After spending time with his new songs, Baker realized they weren’t a cohesive enough unit. To pull the album together, he wrote and recorded a handful of tunes that picked up on elements that he liked from his first recording session: the 70s style drumming of Liam O’Neill (Suuns) and Mishka Stein’s (Patrick Watson) explorative bass work.
With additional accompaniment from Ben Whiteley (The Weather Station) and Joe Grass (Patrick Watson) and backing vocals from Laurel Sprengelmeyer (Little Scream), Erika Angell (Thus Owls), Kat Karberg, and Lisa Iwanycki-Moore (Blood and Glass), Forever Overhead is a blend of piano ballads with ebullient folk-rock tracks. Although the record is brushed with the qualities of 70s singer-songwriters (think Jackson Browne and Randy Newman) Baker drew inspiration from his contemporaries like Feist, Leif Vollebekk, and The Barr Brothers. The resulting organic blend of pop grooves and folk-rock is straightforward with curious undertones that provides a timeless backdrop for Baker’s vibrant lyricism.
“I felt free from the body of work I’d created with [Hey Rosetta!], the expectations people had of us, and what we expected of ourselves and I suppose you can hear that freedom, almost a lightness in the record,” Baker says.
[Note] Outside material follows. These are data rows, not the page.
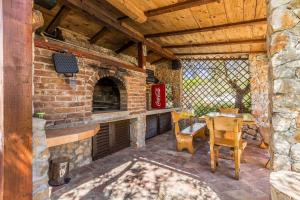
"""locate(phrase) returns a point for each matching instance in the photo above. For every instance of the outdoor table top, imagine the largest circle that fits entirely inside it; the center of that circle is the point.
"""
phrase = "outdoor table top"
(193, 129)
(247, 117)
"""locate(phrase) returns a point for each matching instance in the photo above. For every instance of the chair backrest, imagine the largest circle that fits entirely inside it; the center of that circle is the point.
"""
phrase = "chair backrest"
(176, 117)
(229, 110)
(229, 128)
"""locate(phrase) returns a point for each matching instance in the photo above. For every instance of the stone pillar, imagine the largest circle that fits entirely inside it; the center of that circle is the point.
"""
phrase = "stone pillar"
(138, 131)
(40, 163)
(284, 53)
(260, 93)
This lightness Baker describes is a distinctive quality of Forever Overhead. Songs like “Spirit,” which builds from minimal folk to an energetic full-band tune, or the swinging “Hideaway,” bubble over with a playfulness that’s punctuated by a supporting horn section. Baker saves the loudest celebration though for last: on “Don’t Let Me Go Yet,” you are dropped into a party that’s already in full-swing as a vivacious Baker leads an animated congregation of voices and instrumentals.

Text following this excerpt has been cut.